With relaxed alignment (adkim=r, aspf=r), subdomains are allowed to match. With strict alignment, exact matches are required.
Key Rotation
Rotate your DKIM keys at least once per year. The process with zero downtime:
sh# Generate new key with new selector opendkim-genkey -b 2048 -d example.com -s 202610 -D /usr/local/etc/opendkim/keys/example.com/ # Add new DNS record for 202610._domainkey.example.com # Wait for DNS propagation (check with dig) # Update key.table and signing.table to use new selector # Restart opendkim # Keep old DNS record for at least 7 days (messages in transit may still carry old signatures) # Remove old DNS record after 7 days
FAQ
Do I need all three (SPF, DKIM, DMARC) or can I skip one?
You need all three. Gmail and Yahoo require SPF and DKIM at minimum, and DMARC is required for bulk senders. Even for low-volume senders, missing any one of them significantly increases spam classification risk.
My SPF record is already at 10 DNS lookups. How do I add more senders?
Flatten your SPF record by replacing include: statements with the actual IP addresses they resolve to. Tools like dmarcian.com/spf-survey help identify what each include resolves to. You can also use the ip4: and ip6: mechanisms, which do not count against the lookup limit.

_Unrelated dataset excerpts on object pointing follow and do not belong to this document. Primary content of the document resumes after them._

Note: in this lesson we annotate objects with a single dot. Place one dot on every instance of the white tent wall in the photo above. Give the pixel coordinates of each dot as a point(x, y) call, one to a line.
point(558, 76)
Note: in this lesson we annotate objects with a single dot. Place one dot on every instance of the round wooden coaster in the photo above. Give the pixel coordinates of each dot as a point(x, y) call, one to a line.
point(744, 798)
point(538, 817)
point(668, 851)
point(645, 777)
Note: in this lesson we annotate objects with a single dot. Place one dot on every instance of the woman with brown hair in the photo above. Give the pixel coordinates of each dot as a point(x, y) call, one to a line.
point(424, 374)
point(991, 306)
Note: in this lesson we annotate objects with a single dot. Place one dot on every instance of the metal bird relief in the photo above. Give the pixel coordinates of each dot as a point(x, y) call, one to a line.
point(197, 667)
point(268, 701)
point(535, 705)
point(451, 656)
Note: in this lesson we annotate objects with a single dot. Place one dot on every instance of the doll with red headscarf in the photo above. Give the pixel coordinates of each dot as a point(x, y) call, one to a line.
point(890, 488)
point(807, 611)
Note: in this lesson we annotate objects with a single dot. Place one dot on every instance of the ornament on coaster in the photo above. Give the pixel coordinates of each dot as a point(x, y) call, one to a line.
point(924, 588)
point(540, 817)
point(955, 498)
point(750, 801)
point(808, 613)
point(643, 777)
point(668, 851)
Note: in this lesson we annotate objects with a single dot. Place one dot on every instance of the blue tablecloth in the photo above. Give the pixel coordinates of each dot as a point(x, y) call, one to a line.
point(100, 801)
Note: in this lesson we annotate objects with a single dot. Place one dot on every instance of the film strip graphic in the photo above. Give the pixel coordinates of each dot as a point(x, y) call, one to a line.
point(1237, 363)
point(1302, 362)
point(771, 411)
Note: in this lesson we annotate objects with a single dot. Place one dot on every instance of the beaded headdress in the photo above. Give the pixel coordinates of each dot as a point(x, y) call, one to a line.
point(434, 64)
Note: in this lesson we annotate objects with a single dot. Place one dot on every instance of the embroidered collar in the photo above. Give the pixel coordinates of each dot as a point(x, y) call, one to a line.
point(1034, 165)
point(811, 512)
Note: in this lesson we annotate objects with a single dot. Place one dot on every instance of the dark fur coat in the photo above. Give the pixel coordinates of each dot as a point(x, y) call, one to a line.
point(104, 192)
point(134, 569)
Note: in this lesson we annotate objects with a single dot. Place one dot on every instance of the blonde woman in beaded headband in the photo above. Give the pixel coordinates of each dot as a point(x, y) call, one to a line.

Should I use a 1024-bit or 2048-bit DKIM key?
Use 2048-bit. While 1024-bit keys still work, they are increasingly considered insufficient. Some DNS providers have trouble with the longer TXT records that 2048-bit keys require -- in that case, split the record into two quoted strings within a single TXT record.
How long does DNS propagation take for these records?
Most providers update within 5-30 minutes. The maximum is typically 48 hours. You can check propagation across global DNS servers using tools like dnschecker.org.
I set DMARC to p=reject and now legitimate mail is bouncing. What do I do?
Immediately change to p=none to stop the bleeding. Review your DMARC aggregate reports to identify which legitimate sources are failing. Add those sources to your SPF record or configure them with DKIM signing for your domain. Then gradually re-tighten the policy.
Does this work with Sendmail instead of Postfix?
Yes. OpenDKIM integrates with Sendmail through the same milter interface. The opendkim.conf configuration is identical. For Sendmail, add the milter to your sendmail.mc: INPUT_MAIL_FILTER('opendkim', 'S=inet:8891@localhost').
How do I handle DKIM with mailing lists?
Mailing lists that modify message bodies (adding footers, changing Subject) will break DKIM signatures. Use l= (body length limit) in your DKIM signatures with caution, or configure your DMARC with relaxed alignment. ARC (Authenticated Received Chain) is the long-term solution, but adoption is still incomplete.